With shaking legs he stood up, brushing off the dust on his pants, leaving sweaty handprints in its place. He wiped his forehead next and then entered the building. It seemed unbearably hot inside to him. He could feel the sweat bead on his brow and even more acutely the eyes of the portress on the back of his head. "You needn't stare at me so." Like a wounded dog you've picked off the street on your way home from the market.
"Should I call a doctor?" She asked, unaffected by his words and brusque tone. Deftly her hands reached for each ingredient needed to make a simple soup. The combined fragrances laced the air, reminding Grantaire how long it had been since he had last eaten something. Another thought occurred to him, which he voiced urgently. "What day is it?"
"June 7th, Monsieur." She directed another odd look at him.

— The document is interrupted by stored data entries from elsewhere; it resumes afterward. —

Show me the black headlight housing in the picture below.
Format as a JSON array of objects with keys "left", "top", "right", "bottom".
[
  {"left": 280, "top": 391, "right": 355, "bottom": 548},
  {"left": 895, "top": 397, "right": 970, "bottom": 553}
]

He stared blankly ahead. Nearly two whole days he had slept to wake up finding his entire world changed.
"Eat this." She shoved a steaming bowl into his hands, a little liquid spilling over the side, burning his hand and breaking his train of thought.
He muttered a dark curse, but raised the bowl to his lips anyway, trying to take a sip. The earlier tremor in his hand had returned, so the bowl shook, spilling a few more drops. However, the soup tasted good, of herbs and chicken. He greedily gulped it down, regretting it almost instantly as it hit his empty stomach hard.
"Would you like some coffee too?" Her hands already busying themselves with the preparations.
He shook his head no. His stomach was already turning, and his previous exhaustion had returned. "I think I'm going to sleep." He stood unsteadily, his sluggish brain working extra hard to get him from one room to another, and up the stairs.
"Good. You are feverish and unwell. Sleep long so that you may be able to function tomorrow."
Tomorrow. Yes, tomorrow he would be able to think properly, but now his limbs felt leaded, his eyelids heavy, and his shiver increasing. He wanted nothing more than to sleep and forget briefly all that had happened to him the last few hours. The small lumpy bed appeared so inviting that he could not refuse it a moment longer to undress. His sleep was fitful. The empty faces of his friends swam in front of his closed eyes, the blackness he had woken to appeared in every corner. He heard ghostly screams and gunshot, although he had not witnessed any of it firsthand. He imagined the devil whispering things in his ears. Words that felt like death.